Both clinically and immunopathologically, pemphigus erythematosus combines features of pemphigus and lupus. Patients have intercellular autoantibodies and subcorneal acantholysis as seen in pemphigus foliaceus. Patients also frequently have positive antinuclear antibodies (ANA) and a positive lupus band on direct immunofluorescence.
Pemphigus erythematosus occurs with increased frequency in patients with a history of thymoma, myasthenia gravis, and other autoimmune diseases. Some of these patients also have autoantibodies directed against striated muscle. Certain HLA subtypes are represented more frequently in pemphigus erythematosus (HLA-A10, HLA-A26, HLA-DRW6).
Pemphigus erythematosus can be drug induced. The most notable medications associated with this condition are d-penicillamine and captopril. Both of these agents contain a highly negatively charged sulfhydryl group that has been implicated as the potential cause of acantholysis. Pemphigus erythematosus has been reported to occur in lesions of ultraviolet burns and thermal burns. More rarely, pemphigus erythematosus has been reported to occur in the setting of malignancy, most commonly bronchogenic carcinoma.
Pemphigus erythematosus is a chronic autoimmune blistering disease that is generally regarded as a limited form of pemphigus foliaceus. It is less likely to rapidly progress than other forms of pemphigus and responds to similar immunosuppressant therapies.
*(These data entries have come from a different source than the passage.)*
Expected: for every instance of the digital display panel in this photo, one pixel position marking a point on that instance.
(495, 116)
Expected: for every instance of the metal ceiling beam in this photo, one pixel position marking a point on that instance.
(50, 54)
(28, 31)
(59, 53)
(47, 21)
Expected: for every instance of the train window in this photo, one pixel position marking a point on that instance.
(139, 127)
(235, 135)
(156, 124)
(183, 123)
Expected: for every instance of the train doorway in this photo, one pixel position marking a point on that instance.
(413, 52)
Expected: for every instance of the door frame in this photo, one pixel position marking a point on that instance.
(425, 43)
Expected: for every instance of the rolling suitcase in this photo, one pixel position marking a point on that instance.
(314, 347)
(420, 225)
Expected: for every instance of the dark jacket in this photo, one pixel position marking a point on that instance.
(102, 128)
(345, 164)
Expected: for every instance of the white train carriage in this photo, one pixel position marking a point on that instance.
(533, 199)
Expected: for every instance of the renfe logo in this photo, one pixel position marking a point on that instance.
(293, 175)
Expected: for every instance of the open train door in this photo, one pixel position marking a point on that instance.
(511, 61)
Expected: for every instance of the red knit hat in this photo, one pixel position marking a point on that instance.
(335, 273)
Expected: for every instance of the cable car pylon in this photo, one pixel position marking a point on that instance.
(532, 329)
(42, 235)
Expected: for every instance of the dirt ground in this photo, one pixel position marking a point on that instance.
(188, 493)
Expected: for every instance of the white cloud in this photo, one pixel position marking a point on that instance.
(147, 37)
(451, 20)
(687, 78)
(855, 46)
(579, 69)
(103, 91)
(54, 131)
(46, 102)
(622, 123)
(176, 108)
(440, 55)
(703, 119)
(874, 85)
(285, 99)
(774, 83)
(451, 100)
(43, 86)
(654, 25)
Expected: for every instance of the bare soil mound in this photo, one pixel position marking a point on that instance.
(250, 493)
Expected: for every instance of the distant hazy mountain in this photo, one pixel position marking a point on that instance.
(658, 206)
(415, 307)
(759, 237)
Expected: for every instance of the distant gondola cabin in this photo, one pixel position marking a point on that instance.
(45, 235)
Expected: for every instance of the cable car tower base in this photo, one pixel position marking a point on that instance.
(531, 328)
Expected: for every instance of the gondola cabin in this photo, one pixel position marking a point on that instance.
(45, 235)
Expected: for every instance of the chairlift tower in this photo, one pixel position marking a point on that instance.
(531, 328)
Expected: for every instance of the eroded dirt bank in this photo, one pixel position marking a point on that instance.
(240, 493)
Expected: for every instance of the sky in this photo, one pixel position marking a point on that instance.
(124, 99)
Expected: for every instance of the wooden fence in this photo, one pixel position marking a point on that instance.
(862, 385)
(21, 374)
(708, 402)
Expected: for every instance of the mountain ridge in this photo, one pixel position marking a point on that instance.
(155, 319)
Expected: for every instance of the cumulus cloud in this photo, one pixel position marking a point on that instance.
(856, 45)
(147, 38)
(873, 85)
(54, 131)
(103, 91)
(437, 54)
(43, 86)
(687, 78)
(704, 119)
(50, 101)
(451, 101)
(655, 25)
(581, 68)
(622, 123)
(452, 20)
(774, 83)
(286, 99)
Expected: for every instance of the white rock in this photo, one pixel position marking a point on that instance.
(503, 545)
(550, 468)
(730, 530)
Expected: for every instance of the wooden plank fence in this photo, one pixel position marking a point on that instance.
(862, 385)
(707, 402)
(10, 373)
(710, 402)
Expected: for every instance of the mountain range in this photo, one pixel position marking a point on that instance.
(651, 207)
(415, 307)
L10.4 – Pemphigus erythematosus
36739006 – Pemphigus erythematosus
- Pemphigus foliaceus – Presents with widespread crusted erosions involving predominantly the face, chest, and back.
- Polymorphous light eruption
- Lupus erythematous, subacute – Characteristic histopathology and usually positive for ANA and anti-Ro.
- Pemphigus vulgaris and systemic lupus erythematosus (SLE)
- Impetigo – Acute development of inflamed crusted erosions that are often quite painful.
- Seborrheic dermatitis – Chronic eczematous dermatitis in the absence of blistering and autoantibodies.